It has become fairly obvious over the past year or two that major tech companies and social media platforms hold a bias toward the left that has increasingly resulted in what many view as blatant censorship and smears of conservative ideals and voices.
But now a powerful Republican in Congress has issued something of a warning to those tech companies — chief among them Google — and urged them to correct the perceived problems themselves unless they wanted to be “reined in” by the federal government.
According to the Washington Examiner, the warning came from Republican California Rep. Devin Nunes during an appearance on Fox News’ “Sunday Futures with Maria Bartiromo.”
At issue were recent reports of Google search results which turned up “Nazism” as a top descriptor of the California Republican Party’s ideology, just a week prior to the state’s primary elections.
Separate reports also emerged about search results for a North Carolina elected Republican named Trudy Wade, whose top picture was one prominently labeled with the word “bigot.”
Nunes first addressed those and other examples of bias, including his allegation that Twitter was somehow censoring the popular Drudge Report, as he and others had been unable to easily access it from the platform for several days, instead garnering “sensitive content” warnings that hid posts from the media aggregator.
Nunes also noted twice that California conservatives have long been on the “front lines” of this ideological battle with the left and aren’t about to quit the fight.
The congressman was asked if there was any discussion of legislative measures by Congress to address the ideological censorship issue, but Nunes initially demurred and called for a competitor search engine to arise that would refrain from such censorship before congressional action should be considered.
“I think there’s a free market solution here if somebody can compete with Google,” Nunes said.
Do the major tech companies need to be held accountable for censoring conservatives?
“If they can’t, then ultimately we’re looking at monopolies and then that brings in a whole other set of circumstances, is are these companies — Facebook, Twitter, Google, Apple, etc. — are they monopolies and should they be reined in,” he added, essentially placing those companies on notice.
“I would hope we don’t have to go there,” Nunes said. “I would hope that they just don’t get involved in politics and don’t censor conservatives and Republicans, but if they continue to do it then we have to move obviously to hearings on these issues.”
The Examiner noted that Google has issued an apology over the offensive search results its search engine returned that compelled the outrage and discussion in the first place, though Google attributed the results to “vandalism” of a Wikipedia page rather than a display of their own inherent biases.

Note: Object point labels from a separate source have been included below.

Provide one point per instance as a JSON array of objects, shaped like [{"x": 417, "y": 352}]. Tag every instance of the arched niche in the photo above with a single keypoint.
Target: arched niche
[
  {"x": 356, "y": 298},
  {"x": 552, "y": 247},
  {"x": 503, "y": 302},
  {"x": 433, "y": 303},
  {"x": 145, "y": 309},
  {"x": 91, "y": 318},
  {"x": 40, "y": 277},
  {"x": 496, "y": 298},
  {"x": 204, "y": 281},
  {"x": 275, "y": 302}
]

“We have systems in place that catch vandalism before it impacts search results, but occasionally errors get through, and that’s what happened here,” Google said in a statement with regard to the California GOP “Nazism” mishap.
“This would have been fixed systematically once we processed the removal from Wikipedia, but when we noticed the vandalism we worked quickly to accelerate this process to remove the erroneous information,” the statement added.
Were this incident an isolated event, perhaps the “vandalism” excuse offered up by Google might hold more weight or be a bit more believable.
But episodes like this aren’t isolated or occurring in a vacuum, and are instead becoming all too common and increasingly blatant. If these liberal-dominated companies don’t want the government to step up and “rein them in,” they’d better start addressing the glaringly obvious problem themselves, ASAP.